Mungkin sekitar satu tahun toko online itu ada, belum juga diisi barang apapapun.
Hahaha. Hingga kemudian sudah harus perpajang domain lagi. Saya rasa saat itu
menggunakan platform wordpress cukup
sulit untuk dmengerti untuk pengguna awam seperti saya yang masih mengelola
semuanya sendirian. Belum lagi masalah shipping
cost yang harus diupdate sendiri. Akhirnya biaya pembuatan toko online
waktu itu hanya berujung mubazir, hehe dan dapat pengalaman tentunya.
Shopify
Experience
Kemudian, mengikuti saran sorang teman, saya mulai
mempelajari platform toko online
instan alias yang langsung jadi. Sudah ada templatenya, shopping cart, metode checkout,
dan lain-lain. Pokoknya tinggal isi barang aja deh. Waktu itu layanan jasa
seperti ini belum popular di Indonesia. Ahirnya saya pun jatuh cinta pada Shopify.
Shopify punya template yang sungguh sedap dipandang. Semua fiturnya pun sangan
mudah dimengerti, customer benar-benar dibimbing untuk bisa membuat dan
mengelola toko online sendiri. Benar-benar step
by step. Saya hampir tidak pernah menghubungi customer support atau mencari di docs FAQ karena semua yang
dibutuhkan sudah ada berikut keterangan yang jelas. Istilahnya, yang gaptek aja
pasti bisa deh bikin toko online disini. Shopify berbayar bulanan dalam dollar dan
dibayarkan melalui kartu kredit. Satu hal yang sangat saya apresiasi dari Shopify
adalah, mereka selalu “mengisi” kita melalui artikel-artikel berguna yang
dikirimkan ke email kita. Artikel-artikel tersebut kadang membuka wawasan
mengenai cara marketing, kisah sukses, tips fotografi dan berbagai hal
bermanfaat lainnya yang membuat kita semangat untuk terus mengolah toko online
kita. I never missed those emails.
Tetapi, setelah toko online berjalan, saya baru menyadari
untuk pengguna di Indonesia, Shopify tidak bisa menghitung ongkos kirim lokal Indonesia.

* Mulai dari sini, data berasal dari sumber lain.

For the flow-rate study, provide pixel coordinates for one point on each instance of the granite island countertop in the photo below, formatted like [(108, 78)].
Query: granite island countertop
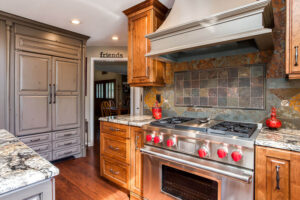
[(286, 139), (130, 120), (20, 166)]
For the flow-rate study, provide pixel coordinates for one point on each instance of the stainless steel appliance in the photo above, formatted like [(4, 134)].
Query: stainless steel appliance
[(187, 158)]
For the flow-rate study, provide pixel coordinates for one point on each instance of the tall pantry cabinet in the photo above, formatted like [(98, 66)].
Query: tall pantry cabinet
[(45, 86)]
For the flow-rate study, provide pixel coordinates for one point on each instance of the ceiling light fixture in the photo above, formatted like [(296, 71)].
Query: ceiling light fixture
[(115, 38), (75, 21)]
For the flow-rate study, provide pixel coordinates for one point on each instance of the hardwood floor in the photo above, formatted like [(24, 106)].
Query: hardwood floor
[(79, 179)]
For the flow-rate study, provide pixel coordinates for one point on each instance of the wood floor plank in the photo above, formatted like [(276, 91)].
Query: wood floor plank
[(80, 178)]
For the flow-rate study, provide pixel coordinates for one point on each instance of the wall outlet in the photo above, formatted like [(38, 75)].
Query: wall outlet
[(158, 98)]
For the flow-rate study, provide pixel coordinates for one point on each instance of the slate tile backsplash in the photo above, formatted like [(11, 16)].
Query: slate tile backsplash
[(238, 87)]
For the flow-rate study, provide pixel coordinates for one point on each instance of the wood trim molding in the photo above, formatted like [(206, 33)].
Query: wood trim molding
[(148, 3)]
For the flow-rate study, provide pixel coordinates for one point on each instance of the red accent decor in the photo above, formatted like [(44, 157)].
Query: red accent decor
[(202, 153), (273, 122), (157, 111), (236, 156), (222, 153), (170, 143), (156, 139), (149, 138)]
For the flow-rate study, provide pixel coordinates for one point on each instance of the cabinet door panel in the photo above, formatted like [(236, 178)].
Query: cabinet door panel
[(66, 109), (66, 112), (32, 102), (136, 160)]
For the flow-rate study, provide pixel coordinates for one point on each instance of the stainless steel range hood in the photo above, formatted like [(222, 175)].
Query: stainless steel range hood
[(198, 29)]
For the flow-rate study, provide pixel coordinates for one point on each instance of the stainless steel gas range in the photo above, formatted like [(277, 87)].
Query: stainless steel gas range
[(195, 159)]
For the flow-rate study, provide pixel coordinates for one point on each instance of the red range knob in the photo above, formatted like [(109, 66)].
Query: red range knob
[(202, 152), (149, 138), (222, 152), (170, 143), (236, 156), (157, 139)]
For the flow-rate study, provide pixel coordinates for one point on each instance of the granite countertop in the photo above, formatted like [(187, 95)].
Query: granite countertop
[(287, 139), (130, 120), (20, 165)]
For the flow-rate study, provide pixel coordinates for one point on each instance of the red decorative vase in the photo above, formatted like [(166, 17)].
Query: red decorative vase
[(157, 111), (273, 122)]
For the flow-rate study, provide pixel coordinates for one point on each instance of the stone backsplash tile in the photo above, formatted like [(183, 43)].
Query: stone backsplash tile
[(227, 87)]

Setelah dipelajari, ternyata saya harus menginput manual semua shipping cost daerah tujuan di
Indonesia. Sesuatu yang wasting time dan
kontraproduktif, mengingat berapa banyak daerah tujuan di Indonesia. Dalam satu
propinsi saja ongkos kirim bisa berbeda jauh antara satu kabupaten dengan yang
lain. Belum lagi adjustment ongkir
yang sangat tergantung dengan kebjakan harga BBM (bisa naik setahun 2 kali). Lalu
beberapa vendor ekspedisi Indonesia juga memiliki beberapa tipe pengiriman,
seperti misalnya JNE ada YES, OKE, Reguler. Dan juga, konsumen di Indonesia
kritis mengenai ongkir, bahkan sampai seribu dua ribu nya kadang mereka hapal (ini
hebatnya orang Indonesia, =)). Setelah email-emailan panjang sama pihak Shopify,
mereka pun tidak bisa memberi solusi atas kendala ini. Waktu itu, mereka belum
punya aplikasi khusus untuk menghitung ongkir Indonesia. Padahal untuk beberapa
negara lain, aplikasi ini sudah ada yang bikin. Kendala ongkir khas Indonesia ini,
awalnya sulit untuk dimengerti pihak Shopify sebagai orang luar Indonesia.

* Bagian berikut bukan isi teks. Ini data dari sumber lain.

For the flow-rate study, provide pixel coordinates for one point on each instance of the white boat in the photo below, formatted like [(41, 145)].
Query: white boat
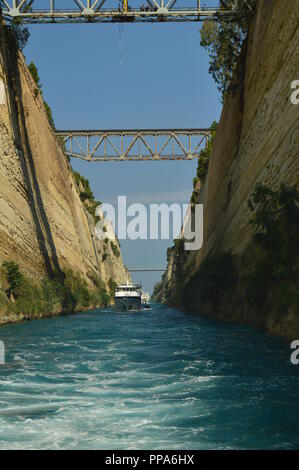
[(145, 298), (127, 298)]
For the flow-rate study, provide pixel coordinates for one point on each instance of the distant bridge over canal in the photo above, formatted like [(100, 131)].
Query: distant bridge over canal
[(134, 144), (111, 11)]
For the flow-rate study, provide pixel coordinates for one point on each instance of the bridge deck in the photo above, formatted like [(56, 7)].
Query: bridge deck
[(134, 144), (88, 11)]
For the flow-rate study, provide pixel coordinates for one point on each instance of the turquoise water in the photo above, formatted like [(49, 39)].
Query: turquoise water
[(160, 379)]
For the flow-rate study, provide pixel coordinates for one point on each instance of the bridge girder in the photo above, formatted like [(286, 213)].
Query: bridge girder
[(96, 11), (133, 144)]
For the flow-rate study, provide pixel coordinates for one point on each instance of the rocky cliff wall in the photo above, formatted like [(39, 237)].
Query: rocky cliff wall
[(43, 224), (257, 141)]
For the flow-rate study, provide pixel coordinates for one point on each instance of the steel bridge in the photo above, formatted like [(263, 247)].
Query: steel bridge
[(133, 144), (110, 11)]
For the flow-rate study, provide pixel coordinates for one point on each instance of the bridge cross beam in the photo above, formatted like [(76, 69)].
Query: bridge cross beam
[(134, 144)]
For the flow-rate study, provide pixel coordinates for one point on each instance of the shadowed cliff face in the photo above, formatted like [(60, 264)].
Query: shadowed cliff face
[(256, 142), (43, 225), (21, 140)]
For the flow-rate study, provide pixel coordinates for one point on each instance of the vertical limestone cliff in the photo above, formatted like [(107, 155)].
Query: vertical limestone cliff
[(44, 226), (257, 141)]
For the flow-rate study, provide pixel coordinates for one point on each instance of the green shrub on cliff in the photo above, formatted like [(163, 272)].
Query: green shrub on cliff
[(86, 194), (224, 40), (66, 292), (35, 75), (115, 249), (203, 161), (13, 276)]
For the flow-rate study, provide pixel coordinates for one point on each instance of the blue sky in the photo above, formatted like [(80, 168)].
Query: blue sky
[(164, 82)]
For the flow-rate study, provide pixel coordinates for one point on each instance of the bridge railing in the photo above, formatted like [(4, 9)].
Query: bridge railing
[(97, 11), (133, 144)]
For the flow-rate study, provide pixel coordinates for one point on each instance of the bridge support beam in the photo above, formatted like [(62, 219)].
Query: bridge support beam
[(134, 144), (49, 11)]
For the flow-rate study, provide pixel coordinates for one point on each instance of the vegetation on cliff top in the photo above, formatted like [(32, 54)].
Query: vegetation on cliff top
[(65, 292), (224, 41), (35, 75), (203, 162)]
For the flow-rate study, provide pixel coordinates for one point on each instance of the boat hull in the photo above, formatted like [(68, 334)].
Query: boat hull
[(127, 304)]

Menurut mereka apa susahnya tinggal input state/province beserta harga per kg
nya. Hmmm mungkin mereka harus mengalami dulu rasanya jadi “sis” di Indonesia. Hehehe.
Akhirnya saya pun bilang kalo kendala ini bukan cuma saya yang merasakan. Semua
toko online Indonesia yang featured
di website resmi Shopify juga tidak memiliki perhitungan ongkis kirim Indonesia.

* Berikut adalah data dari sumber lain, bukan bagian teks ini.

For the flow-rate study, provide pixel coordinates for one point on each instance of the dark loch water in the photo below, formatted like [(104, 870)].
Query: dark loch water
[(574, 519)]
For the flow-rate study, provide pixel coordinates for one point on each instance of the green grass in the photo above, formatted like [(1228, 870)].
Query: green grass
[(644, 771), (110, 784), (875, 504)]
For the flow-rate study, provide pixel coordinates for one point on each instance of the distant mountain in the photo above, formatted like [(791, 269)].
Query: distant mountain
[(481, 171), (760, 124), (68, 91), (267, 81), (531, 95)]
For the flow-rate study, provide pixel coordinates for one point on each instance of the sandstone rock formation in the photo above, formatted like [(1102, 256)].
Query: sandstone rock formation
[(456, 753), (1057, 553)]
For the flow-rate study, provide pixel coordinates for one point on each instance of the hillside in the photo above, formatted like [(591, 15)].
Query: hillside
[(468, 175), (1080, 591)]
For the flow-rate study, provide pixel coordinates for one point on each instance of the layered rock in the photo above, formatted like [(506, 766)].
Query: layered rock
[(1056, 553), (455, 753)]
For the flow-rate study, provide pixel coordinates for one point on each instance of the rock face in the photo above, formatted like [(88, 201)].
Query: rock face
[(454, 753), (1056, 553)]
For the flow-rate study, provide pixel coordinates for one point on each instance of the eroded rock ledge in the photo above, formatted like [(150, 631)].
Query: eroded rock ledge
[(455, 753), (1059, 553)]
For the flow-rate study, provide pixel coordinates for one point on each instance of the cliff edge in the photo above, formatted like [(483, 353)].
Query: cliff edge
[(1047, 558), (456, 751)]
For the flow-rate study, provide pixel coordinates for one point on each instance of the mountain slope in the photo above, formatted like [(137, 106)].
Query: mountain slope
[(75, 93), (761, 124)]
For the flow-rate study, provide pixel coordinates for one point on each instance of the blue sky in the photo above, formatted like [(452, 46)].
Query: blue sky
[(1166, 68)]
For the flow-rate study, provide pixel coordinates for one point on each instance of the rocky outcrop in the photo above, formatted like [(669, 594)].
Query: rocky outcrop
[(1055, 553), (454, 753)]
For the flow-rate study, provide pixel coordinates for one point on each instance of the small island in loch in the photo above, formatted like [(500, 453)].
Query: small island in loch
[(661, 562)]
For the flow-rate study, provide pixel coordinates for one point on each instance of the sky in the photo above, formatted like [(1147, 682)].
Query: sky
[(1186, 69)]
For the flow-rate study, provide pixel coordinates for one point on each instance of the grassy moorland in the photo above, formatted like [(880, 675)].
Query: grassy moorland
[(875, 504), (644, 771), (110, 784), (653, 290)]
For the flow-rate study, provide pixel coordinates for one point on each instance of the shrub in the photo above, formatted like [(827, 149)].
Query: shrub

Saya tahu, karena salah satu pemiliknya adalah teman saya. Solusinya akhirnya
dia pukul rata 50 ribu untuk ongkir seIndonesia. Toko-toko lain yang juga featured di web resmi Shopify pun
ternyata ada yg sudah tidak aktif dan beberapa pindah ke platform lain. Sepertinya pihak Shopify menanggapi serius saran
saya ini , karena sekarang tampilan Shopify Indonesia tidak lagi sama. Tidak ada
lagi tokp-toko yang ditampilkan sebagai contoh.
Sirclo
Experience
Singkat kata, karena masalah ongkir lokal, akhirnya saya dengan
berat hati meninggalkan Shopify. Padahal cinta banget sama semua-semuanya dari Shopify.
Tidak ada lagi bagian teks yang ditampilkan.